Don't get me wrong. The Soviet Union was a horrible society. Even once it had stopped purposely killing its citizens in large numbers, it oppressed them, it poisoned them with a toxic environment, it stuffed their ears continually with nonsense, it demanded their absolute passivity. It wasted their time. This last item sounds trivial. It wasn't. It had been one of the main points of the Marxist indictment of capitalism that it obliged people to bleed their labour-time into producing things they could feel no connection to, commodified things which had no real qualities except their price. Capitalism, Marx had argued, was a meaning-vampire, sucking away lives. Yet the Soviet attempt at an alternative came up with something worse: a form of work so divorced from usefulness that it condemned people to squander their finite store of weeks and months and years on churning out stuff you couldn't even be sure they were willing to pay for.

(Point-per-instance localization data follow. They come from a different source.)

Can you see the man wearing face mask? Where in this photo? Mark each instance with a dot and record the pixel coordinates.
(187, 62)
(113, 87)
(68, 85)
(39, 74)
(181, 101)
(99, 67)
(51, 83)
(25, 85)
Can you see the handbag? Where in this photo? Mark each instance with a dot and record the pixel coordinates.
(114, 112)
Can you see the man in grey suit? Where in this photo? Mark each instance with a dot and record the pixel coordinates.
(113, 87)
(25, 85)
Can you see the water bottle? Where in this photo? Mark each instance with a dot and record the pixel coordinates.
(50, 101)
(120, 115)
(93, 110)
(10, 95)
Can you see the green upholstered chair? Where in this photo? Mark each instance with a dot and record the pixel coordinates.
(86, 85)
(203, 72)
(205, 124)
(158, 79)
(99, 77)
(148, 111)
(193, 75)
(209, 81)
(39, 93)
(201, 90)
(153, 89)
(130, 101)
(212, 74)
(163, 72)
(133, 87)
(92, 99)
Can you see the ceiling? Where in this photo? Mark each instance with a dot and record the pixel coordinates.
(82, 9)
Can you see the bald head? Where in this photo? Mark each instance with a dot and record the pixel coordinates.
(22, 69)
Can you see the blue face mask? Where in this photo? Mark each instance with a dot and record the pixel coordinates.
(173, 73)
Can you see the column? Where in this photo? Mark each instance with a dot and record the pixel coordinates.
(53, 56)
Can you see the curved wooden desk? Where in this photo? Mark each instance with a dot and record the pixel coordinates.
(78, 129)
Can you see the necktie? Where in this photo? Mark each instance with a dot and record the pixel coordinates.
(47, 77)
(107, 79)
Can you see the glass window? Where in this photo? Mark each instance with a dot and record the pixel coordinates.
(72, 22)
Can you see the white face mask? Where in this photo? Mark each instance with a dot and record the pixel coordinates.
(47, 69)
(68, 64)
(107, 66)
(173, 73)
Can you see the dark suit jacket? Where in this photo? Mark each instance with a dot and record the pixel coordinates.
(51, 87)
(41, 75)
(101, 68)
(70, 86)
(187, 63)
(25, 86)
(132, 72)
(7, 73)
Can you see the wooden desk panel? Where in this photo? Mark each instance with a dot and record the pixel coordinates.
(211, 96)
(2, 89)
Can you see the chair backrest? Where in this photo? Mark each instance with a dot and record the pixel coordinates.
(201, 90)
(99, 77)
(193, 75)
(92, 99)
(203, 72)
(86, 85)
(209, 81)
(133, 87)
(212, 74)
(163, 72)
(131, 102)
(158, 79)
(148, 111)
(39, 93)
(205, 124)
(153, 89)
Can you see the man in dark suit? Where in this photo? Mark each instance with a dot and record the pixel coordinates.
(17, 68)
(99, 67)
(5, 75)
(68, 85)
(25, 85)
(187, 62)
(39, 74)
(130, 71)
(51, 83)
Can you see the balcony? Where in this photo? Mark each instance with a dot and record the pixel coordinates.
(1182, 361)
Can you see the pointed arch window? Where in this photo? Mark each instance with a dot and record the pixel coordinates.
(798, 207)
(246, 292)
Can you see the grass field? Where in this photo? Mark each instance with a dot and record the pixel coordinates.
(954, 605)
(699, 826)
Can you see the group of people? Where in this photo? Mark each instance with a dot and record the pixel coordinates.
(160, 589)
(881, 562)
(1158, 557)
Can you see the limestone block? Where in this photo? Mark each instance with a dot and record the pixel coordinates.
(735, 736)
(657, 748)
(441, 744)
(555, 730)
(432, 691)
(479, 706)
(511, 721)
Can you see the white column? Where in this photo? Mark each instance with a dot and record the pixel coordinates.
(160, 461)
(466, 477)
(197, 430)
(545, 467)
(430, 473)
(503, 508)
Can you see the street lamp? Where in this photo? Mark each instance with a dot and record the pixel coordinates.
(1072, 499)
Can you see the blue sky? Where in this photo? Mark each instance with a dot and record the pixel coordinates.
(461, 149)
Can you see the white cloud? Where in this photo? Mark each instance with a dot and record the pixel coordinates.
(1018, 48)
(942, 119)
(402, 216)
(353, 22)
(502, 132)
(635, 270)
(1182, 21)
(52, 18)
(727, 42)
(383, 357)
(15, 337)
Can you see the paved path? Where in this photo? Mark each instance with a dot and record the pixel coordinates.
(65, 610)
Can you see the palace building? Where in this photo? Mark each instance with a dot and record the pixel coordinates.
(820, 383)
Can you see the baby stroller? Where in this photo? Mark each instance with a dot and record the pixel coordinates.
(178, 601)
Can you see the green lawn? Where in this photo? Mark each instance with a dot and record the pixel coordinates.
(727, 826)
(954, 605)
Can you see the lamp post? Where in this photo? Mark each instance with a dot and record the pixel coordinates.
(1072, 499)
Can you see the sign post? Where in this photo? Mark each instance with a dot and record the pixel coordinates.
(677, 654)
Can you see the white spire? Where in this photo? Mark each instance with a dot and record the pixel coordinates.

By trying to concentrate directly on the use of things instead of their prices, the Soviet system lost hold of the one guarantee that anyone needed what was being manufactured. Result: futility, on the grand scale.
And when Soviet citizens went home from their pointless toil with their roubles in hand, they were then systematically disadvantaged as consumers. Soviet planners had done this deliberately at first, as a matter of strategy, to maximise the resources available for future investment, but under Khrushchev they tried to stop, and found they couldn't. The logic of the whole system compelled it. In a world where you'd get into trouble if you inconvenienced a factory waiting for its supply of widgets (so long as the factory had good enough connections), you could inconvenience a shopper looking for cheese with impunity, with no bad consequences at all. So the cheese, and the shopper, were always last on the list – an afterthought in an economy that was supposed to run entirely for human benefit. Contemporary joke: the phone rings at Yuri Gagarin's apartment and his little daughter answers it. "I'm sorry," she says, "Mummy and Daddy are out. Daddy's orbiting the earth, and he'll be back at 19:00 hours. But Mummy's gone shopping for groceries, so who knows when we'll see her again."